Alerts
Alert Management
| Action | WebUI Instructions |
|---|---|
View latest alerts |
Bell Icon (toolbar) |
View all alerts |
Bell Icon (toolbar) > View all notifications |
Navigate to alerted resource |
Bell Icon (toolbar) > [Alert] Bell Icon (toolbar) > View all notifications > [Alert] |
Acknowledge alert |
Bell Icon (toolbar) > [Alert] Overflow Menu > Mark Read Bell Icon (toolbar) > View all notifications > [Alert] Overflow Menu > Mark Read |
Delete alert |
Bell Icon (toolbar) > View all notifications > [Alert] Overflow Menu > Delete Note: Only alerts which have been marked as read can be deleted. |
Alert Definitions
The alerts are listed here by their KeySafe 5 alert type.
The "nShield Monitor Alert" row, where available, indicates that the alert is similar, although not necessarily identical, to a legacy alert from nShield Monitor.
Data marked with "*" are returned only as part of the summary and not as a specific alert record field. For more information about what data is returned, see Labels.
HSM PSU Failure
HSM PSU failed error condition has occurred.
Valid parameters |
for |
|---|---|
OpenMetrics used |
nshield_error_conditions(source="psu_failed") |
Other data returned |
esn |
nShield Monitor alert |
NShieldPowerSupplyFailure |
HSM Fan Failure
HSM Fan failed error condition has occurred.
Valid parameters |
for |
|---|---|
OpenMetrics used |
nshield_error_conditions(source="fanX") |
Other data returned |
esn, source* |
HSM Chassis Battery
HSM Chassis battery error condition has occurred.
Valid parameters |
for |
|---|---|
OpenMetrics used |
nshield_error_conditions(source="chassis_battery_low") |
Other data returned |
esn |
HSM Fan Speed
The alert is triggered if a fan speed drops below the minimum limit or exceeds the maximum limit.
Valid parameters |
for, over |
|---|---|
OpenMetrics used |
nshield_fan_speed_rpm, nshield_fan_speed_limit_rpm |
Other data returned |
esn, fan_id |
nShield Monitor alert |
NShieldXCFanSpeedZero |
HSM Memory Usage Percentage
This is the sum of the module kernel and user memory, expressed as a percentage of the total amount of available memory.
Valid parameters |
min, max, for, over |
|---|---|
OpenMetrics used |
nshield_module_mem_bytes, nshield_module_mem_alloc_kernel_bytes, nshield_module_mem_alloc_user_bytes |
Other data returned |
esn |
nShield Monitor alert |
memoryUsageHighAlert / memoryUsageOkAlert |
HSM Temperature Percentage
The temperature of any sensor, expressed as a percentage of its reported maximum value (calculated from 0°C), is over the specified maximum.

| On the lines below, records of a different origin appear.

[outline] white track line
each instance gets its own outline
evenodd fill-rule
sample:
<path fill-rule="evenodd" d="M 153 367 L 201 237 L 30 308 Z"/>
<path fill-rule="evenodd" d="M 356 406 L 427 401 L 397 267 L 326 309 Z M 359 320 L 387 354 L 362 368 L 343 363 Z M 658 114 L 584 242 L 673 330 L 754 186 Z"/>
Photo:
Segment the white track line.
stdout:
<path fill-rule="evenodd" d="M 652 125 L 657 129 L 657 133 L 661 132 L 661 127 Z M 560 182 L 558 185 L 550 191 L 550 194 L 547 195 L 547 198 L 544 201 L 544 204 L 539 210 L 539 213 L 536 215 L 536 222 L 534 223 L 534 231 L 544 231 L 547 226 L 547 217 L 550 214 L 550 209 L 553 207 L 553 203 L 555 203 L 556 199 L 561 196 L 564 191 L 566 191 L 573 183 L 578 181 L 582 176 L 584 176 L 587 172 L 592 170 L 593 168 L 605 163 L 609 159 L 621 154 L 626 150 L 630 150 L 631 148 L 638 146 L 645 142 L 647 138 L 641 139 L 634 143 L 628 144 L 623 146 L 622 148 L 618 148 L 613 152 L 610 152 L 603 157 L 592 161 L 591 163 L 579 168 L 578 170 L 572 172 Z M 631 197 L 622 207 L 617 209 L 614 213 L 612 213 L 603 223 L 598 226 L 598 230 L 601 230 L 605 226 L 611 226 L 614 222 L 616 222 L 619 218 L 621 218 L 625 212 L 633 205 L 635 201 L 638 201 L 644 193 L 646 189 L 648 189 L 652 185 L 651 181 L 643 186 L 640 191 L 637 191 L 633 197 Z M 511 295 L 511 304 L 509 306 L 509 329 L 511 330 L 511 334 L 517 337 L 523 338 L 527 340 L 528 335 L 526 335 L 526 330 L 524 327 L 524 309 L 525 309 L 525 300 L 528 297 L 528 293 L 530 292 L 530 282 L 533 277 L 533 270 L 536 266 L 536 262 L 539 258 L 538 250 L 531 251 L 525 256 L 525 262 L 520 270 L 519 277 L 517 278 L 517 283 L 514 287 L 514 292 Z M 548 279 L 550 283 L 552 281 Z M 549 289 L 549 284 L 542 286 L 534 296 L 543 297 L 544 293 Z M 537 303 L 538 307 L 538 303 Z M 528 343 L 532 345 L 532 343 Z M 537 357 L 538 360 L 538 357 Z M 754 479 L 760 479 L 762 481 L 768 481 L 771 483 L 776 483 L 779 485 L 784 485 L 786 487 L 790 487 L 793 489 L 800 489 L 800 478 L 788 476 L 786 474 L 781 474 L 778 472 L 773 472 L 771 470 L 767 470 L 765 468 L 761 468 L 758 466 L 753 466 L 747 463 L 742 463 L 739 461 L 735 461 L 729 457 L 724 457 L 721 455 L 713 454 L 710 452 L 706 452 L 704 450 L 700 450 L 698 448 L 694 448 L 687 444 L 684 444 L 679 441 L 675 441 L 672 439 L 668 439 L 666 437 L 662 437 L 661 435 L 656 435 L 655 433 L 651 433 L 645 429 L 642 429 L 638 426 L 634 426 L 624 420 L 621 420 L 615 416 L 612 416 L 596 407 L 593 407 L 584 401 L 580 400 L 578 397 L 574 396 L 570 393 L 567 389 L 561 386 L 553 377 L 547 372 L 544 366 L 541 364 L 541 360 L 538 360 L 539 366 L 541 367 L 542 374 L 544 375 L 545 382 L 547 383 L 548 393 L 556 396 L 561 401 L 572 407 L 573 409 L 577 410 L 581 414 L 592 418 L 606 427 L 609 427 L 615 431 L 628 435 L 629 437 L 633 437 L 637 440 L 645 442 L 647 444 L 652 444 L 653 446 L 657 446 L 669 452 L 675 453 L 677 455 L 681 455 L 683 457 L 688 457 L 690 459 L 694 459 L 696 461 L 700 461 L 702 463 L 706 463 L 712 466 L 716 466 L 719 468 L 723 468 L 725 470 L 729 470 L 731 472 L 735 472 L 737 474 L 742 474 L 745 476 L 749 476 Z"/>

The maximum allowed value is 150 percent.
Valid parameters |
max, for, over |
|---|---|
OpenMetrics used |
nshield_temperature_celsius, nshield_temperature_limit_celsius |
Other data returned |
esn, sensor* |
nShield Monitor alert |
NShieldTemperaturePeak |
HSM Queue Percentage
The percentage of the jobs queue length relative to the job queue limit is under the specified minimum or over the specified maximum value.
Valid parameters |
min, max, for, over |
|---|---|
OpenMetrics used |
nshield_queue_in_progress, nshield_queue_length_limit |
Other data returned |
esn, vcm |
nShield Monitor alerts |
DeviceNShieldUtilizationOverloads / DeviceNShieldUtilizationPeakEvent |
HSM Objects Count
The number of created objects is under the specified minimum or over the specified maximum value.
Valid parameters |
min, max, for, over |
|---|---|
OpenMetrics used |
nshield_objects_stored_total, nshield_objects_destroyed_total |
Other data returned |
esn, vcm |
nShield Monitor alert |
DeviceNShieldHigHObjectCount |
Host Hardserver
The host hardserver has failed to communicate recently.
Valid parameters |
for |
|---|---|
OpenMetrics used |
nshield_hardserver_liveness |
Other data returned |
host |
nShield Monitor alert |
ClientHostHardserverFailure |
HSM Liveness
The HSM has failed to respond and supply metrics.
Valid parameters |
for |
|---|---|
OpenMetrics used |
nshield_hsm_liveness |
Other data returned |
esn, vcm |
nShield Monitor alert |
DeviceConnStatus |
Host Liveness
The Host has failed to communicate recently.
Valid parameters |
for |
|---|---|
OpenMetrics used |
nshield_host_liveness |
Other data returned |
host |
Licence Expiry
KeySafe 5 licence will expire in less than the specified minimum time.
Valid parameters |
min |
|---|---|
OpenMetrics used |
keysafe5_licence_expiry |
Other data returned |
licence |
HSM Client Licences Remaining
The number of crypto client licences remaining is less than the specified minimum.
Valid parameters |
min, for, over |
|---|---|
OpenMetrics used |
nshield_current_crypto_clients nshield_current_crypto_clients_limit |
Other data returned |
esn |
Certificate Expiry
KeySafe 5 certificate will expire in less than the specified minimum time.
Valid parameters |
min |
|---|---|
OpenMetrics used |
keysafe5_certificate_expiry |
Other data returned |
type, agent1 |
-
typeandagentvalues determine which of the following certificates is expiring:-
Central platform will have type "central" or type "ca" (System certificate, System CA certificate)
-
Agents will have type "agent" or type "ca" but will have an agent id (Agent <agent id> certificate, Agent <agent id> CA certificate)
-